Marco Americo Lucchesi (born 9 December 1963) is a Brazilian poet, writer, historian, essayist, translator and Esperantist, member of the Academia Brasileira de Letras since 2011. He is also full professor of Languages at Federal University of Rio de Janeiro.

== Life and career ==
Marco Lucchesi was born in Copacabana, Rio de Janeiro, child of italian parents: Elena Dati and Egidio Lucchesi, a radio communications engineer; they immigrated to Brazil at the invitation of Assis Chateaubriand to work in his radio broadcasting system. He had a bilingual childhood, speaking Italian and Portuguese.

He graduated in History from the Fluminense Federal University and graduated as a Master and Doctor in Literature Science from the Federal University of Rio de Janeiro, and as a Post-Doctor in Renaissance Philosophy from the University of Cologne in Germany. He has been a professor of Comparative Literature at UFRJ since 1989, a researcher at the National Council for Scientific and Technological Development (CNPq) and a visiting professor at several international institutions.

He was elected the youngest president of the Academia Brasileira de Letras in the last seventy years, at age 47, in 7 December 2017.

His books have been translated into Arabic, Romanian, Italian, English, French, German, Spanish, Persian, Russian, Turkish, Polish, Hindi, Swedish, Hungarian, Urdu, Bangla and Latin. He was editor of the magazines Poesia Semper, Tempo Brasileiro (from 2007 to 2015 – vol. 171 to 203) and Mosaico Italiano (from 2005 to 2008 – ed. 21 to 52). Between 2012 and 2017 he was director of phase VIII of the Revista Brasileira da ABL, having coordinated the publication of issues 70 to 93. He is a member of the board of Editora UFRJ (2016–2020), as well as several scientific and literary magazines in Brazil, in Latin America and Europe. He has been a consultant and prepared originals for the publishers Record, Nova Fronteira, Nova Aguilar, José Olympio, Civilização Brasileira and Bem-Te-Vi. He was also a columnist for the newspaper O Globo from 2010 to 2018.

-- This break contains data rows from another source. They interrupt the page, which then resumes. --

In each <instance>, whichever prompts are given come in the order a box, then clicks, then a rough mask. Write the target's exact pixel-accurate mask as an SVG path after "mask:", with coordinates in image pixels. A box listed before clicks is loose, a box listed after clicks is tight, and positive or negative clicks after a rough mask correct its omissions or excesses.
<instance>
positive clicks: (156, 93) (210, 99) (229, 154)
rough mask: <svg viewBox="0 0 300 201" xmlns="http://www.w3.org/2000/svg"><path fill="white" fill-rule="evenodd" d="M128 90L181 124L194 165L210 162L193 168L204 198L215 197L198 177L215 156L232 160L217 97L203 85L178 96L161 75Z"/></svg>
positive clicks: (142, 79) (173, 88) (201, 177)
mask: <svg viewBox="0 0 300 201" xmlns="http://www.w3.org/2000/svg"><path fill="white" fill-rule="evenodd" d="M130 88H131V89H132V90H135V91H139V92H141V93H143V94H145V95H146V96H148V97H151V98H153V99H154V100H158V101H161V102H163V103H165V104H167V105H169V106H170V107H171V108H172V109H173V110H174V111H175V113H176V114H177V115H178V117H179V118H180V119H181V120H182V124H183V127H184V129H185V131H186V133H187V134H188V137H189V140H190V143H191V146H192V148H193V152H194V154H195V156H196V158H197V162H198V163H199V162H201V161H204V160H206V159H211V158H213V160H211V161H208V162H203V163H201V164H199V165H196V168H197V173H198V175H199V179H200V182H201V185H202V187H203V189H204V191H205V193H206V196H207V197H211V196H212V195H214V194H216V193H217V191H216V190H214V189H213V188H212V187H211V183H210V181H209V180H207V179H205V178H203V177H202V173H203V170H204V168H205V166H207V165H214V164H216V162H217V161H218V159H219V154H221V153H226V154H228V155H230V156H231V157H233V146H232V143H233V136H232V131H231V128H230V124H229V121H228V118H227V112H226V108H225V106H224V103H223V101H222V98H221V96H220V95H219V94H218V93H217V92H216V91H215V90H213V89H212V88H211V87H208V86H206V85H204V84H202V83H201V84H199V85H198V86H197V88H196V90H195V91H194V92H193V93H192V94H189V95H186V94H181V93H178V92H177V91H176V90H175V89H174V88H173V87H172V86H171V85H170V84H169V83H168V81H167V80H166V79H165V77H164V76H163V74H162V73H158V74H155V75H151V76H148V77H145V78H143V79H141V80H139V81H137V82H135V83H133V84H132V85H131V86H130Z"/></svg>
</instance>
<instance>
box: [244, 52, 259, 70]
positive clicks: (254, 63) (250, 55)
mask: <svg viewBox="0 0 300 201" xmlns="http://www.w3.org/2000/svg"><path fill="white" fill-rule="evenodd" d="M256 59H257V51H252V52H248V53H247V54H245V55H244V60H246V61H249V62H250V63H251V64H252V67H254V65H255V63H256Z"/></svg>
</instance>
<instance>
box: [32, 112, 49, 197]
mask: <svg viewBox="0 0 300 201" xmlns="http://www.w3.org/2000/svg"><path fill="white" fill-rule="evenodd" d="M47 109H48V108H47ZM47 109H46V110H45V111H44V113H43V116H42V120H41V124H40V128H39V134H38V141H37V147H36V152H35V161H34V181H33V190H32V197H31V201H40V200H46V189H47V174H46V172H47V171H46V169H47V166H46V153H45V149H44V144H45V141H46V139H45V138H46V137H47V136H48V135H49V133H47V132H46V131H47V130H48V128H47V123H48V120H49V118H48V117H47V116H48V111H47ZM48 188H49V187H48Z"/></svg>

Lucchesi also stood out in the General Coordination of Research and Publishing sector of the National Library, where he was responsible for editing catalogs and facsimiles in the period between 2006 and 2011. He was curator of exhibitions at the National Library, such as those celebrating the hundredth anniversary of the death of two Brazilian writers: "Machado de Assis, cem anos de uma cartografia inacabada" (2008), and "A poetics of Brazilian space, about Euclides da Cunha" (2009). In 2010, he was responsible for the large exhibition "National Library 200 years: a defense of the infinite".

He translated several authors, including, published in book form, two novels by Umberto Eco, Scienza Nuova, by Vico, the poems from the novel Doctor Zhivago, works by Guillevic, Primo Levi, Rumi, Hölderlin, Khliebnikov, Trakl, Juan de la Cruz, Francisco Quevedo, and Angelus Silesius. Having knowledge of more than twenty languages, "he even created an artificial language called 'laputar'".

He has received several awards, including the Alceu Amoroso Lima Award, for poetic work as a whole (2008), the Marin Sorescu award, in Romania (2006), and the Ministero dei Beni Culturali Award in Italy. He was awarded the Jabuti Prize three times and received the title of Doctor Honoris Causa at the Tibiscus University (Romania, 2016).

In January 2023, Lucchesi was appointed by the Minister of Culture of the Lula da Silva government, Margareth Menezes, to preside over the National Library, in Rio de Janeiro. In May of the same year, he assumed the presidency of the institution. In July, he was awarded the National Order of Scientific Merit by President Luiz Inácio Lula da Silva, in recognition of his work and contribution to the scientific field in the country.